HONG KONG (Reuters) - Zhong An Online Property and Casualty Insurance plans to sell 5-10 percent of the company to a couple of strategic investors, to raise up to 10 billion yuan ($1.45 billion), ahead of a planned initial public offering in mainland China, according to four people with direct knowledge of the matter.
China’s first internet-only insurer, whose current major shareholders include two of China’s largest Internet companies - Alibaba Group’s Ant Financial affiliate with 16 percent and Tencent Holdings Ltd with 12 percent – is in early talks with potential investors, according to the sources who declined to be named.
The investors would be expected to commit at least 1 billion yuan each and the new funds would be used by Zhong An to expand its business and buy time before securing a green light from regulators for the IPO, one of the people said. The company’s proposed valuation for the offering has yet to be decided, the sources said.
Reuters could not immediately learn the identity of the prospective investors.
A spokeswoman for Zhong An in Shanghai declined to comment on the company’s fundraising plan. Tencent and Ant Financial didn’t immediately reply to Reuters requests for comment.

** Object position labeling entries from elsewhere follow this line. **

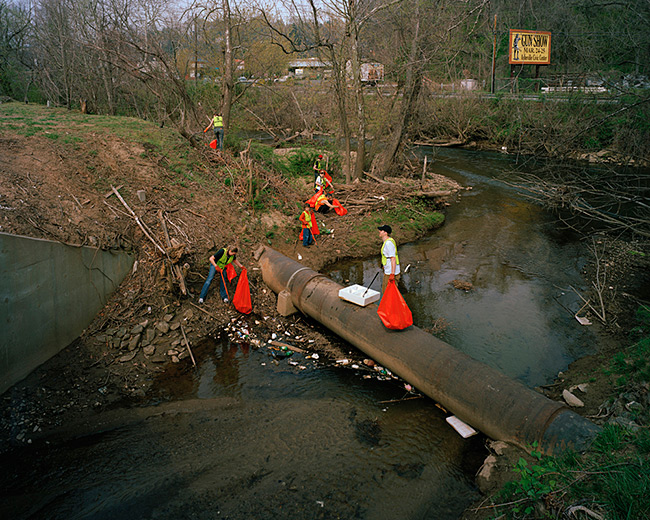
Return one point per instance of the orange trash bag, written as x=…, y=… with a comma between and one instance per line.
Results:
x=230, y=272
x=393, y=311
x=312, y=200
x=242, y=298
x=338, y=207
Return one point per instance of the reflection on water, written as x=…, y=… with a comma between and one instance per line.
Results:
x=521, y=269
x=247, y=436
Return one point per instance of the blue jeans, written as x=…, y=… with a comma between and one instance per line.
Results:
x=218, y=134
x=306, y=237
x=208, y=281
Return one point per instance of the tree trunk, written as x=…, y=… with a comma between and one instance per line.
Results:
x=358, y=91
x=228, y=84
x=412, y=85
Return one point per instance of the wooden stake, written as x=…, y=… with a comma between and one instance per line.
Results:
x=187, y=344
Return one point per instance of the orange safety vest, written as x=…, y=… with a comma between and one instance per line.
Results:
x=305, y=219
x=320, y=201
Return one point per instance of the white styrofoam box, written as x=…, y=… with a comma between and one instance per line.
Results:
x=355, y=294
x=463, y=429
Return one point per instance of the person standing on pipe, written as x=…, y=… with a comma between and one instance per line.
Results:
x=218, y=263
x=389, y=258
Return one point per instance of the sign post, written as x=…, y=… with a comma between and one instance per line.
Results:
x=529, y=48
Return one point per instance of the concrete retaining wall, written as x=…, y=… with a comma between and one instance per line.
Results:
x=49, y=293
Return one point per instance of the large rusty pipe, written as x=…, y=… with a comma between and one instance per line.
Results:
x=481, y=396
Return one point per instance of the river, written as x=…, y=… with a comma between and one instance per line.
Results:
x=250, y=434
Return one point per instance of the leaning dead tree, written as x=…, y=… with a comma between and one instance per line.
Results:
x=612, y=200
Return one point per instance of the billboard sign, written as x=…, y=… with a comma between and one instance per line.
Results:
x=529, y=47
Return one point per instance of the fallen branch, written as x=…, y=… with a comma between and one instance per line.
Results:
x=373, y=177
x=290, y=347
x=193, y=213
x=174, y=267
x=203, y=310
x=137, y=220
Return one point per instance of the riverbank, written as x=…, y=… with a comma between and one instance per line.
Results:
x=57, y=184
x=59, y=170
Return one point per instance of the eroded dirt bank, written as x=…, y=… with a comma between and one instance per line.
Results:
x=65, y=193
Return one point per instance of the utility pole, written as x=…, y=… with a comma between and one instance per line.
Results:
x=494, y=52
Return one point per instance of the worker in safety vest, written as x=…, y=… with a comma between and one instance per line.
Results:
x=323, y=203
x=217, y=123
x=324, y=182
x=307, y=219
x=319, y=165
x=218, y=262
x=389, y=258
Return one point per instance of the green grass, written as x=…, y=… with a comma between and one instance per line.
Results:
x=613, y=477
x=70, y=128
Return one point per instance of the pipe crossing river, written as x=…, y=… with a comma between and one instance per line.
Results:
x=479, y=395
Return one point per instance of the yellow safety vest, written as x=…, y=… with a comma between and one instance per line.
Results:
x=224, y=260
x=384, y=259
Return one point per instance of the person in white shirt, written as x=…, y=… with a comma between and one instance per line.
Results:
x=389, y=257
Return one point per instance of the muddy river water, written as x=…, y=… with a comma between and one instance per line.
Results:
x=249, y=436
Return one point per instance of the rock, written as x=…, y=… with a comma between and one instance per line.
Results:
x=483, y=479
x=572, y=400
x=163, y=327
x=133, y=343
x=625, y=420
x=498, y=447
x=127, y=357
x=137, y=329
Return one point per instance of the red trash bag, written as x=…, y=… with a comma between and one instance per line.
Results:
x=338, y=207
x=242, y=298
x=393, y=311
x=230, y=272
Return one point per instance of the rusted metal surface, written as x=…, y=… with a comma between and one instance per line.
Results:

The company says it offers more than 300 insurance products and has written more than 7.56 billion policies for more than 535 million customers.
China’s securities regulator is considering offering a shortcut for some of the country’s largest technology companies, including Zhong An, to list at home, allowing them to jump a long line of applicants seeking approval for IPOs.
Zhong An was founded in November 2013 by Alibaba’s Executive Chairman Jack Ma, Tencent’s Chairman Pony Ma and Ping An Insurance Group Co of China Ltd Chairman Ma Mingzhe. Ping An retains a 12 percent stake.
When consumers buy products online on Alibaba or other companies’ platforms, they can choose to buy insurance that will cover the shipping costs in case they want to return the goods later. That type of shipping return insurance was Zhong An’s main product last year, accounting for 50 percent of its business, Zhong An’s Chief Operating Officer Wayne Xu said at a presentation in Hong Kong in November.
That was followed by insurance against flight delays that people can buy when they purchase tickets at online travel agencies to deal with a common headache for travelers in China, he added.
In 2015, Zhong An raised 5.78 billion yuan from a group of investors that included Morgan Stanley, domestic investment bank China International Capital Corp Ltd (CICC) and private equity firms CDH Investments and SAIF Partners. The fundraising valued it at about $8 billion at the time.
Zhong An is among several Chinese financial technology companies tapping investors for pre-IPO financing to fund expansion as consumers move more of their banking, payments, investing and insurance online.
Ant Financial, the world’s most valuable fintech company, last year raised $4.5 billion in a financing round, one of the biggest for a private internet company. In January 2016, Lufax, China’s biggest peer-to-peer lending and wealth management platform, raised $1.2 billion, while JD Finance, the finance subsidiary of online direct sales firm JD.com, raised $1 billion.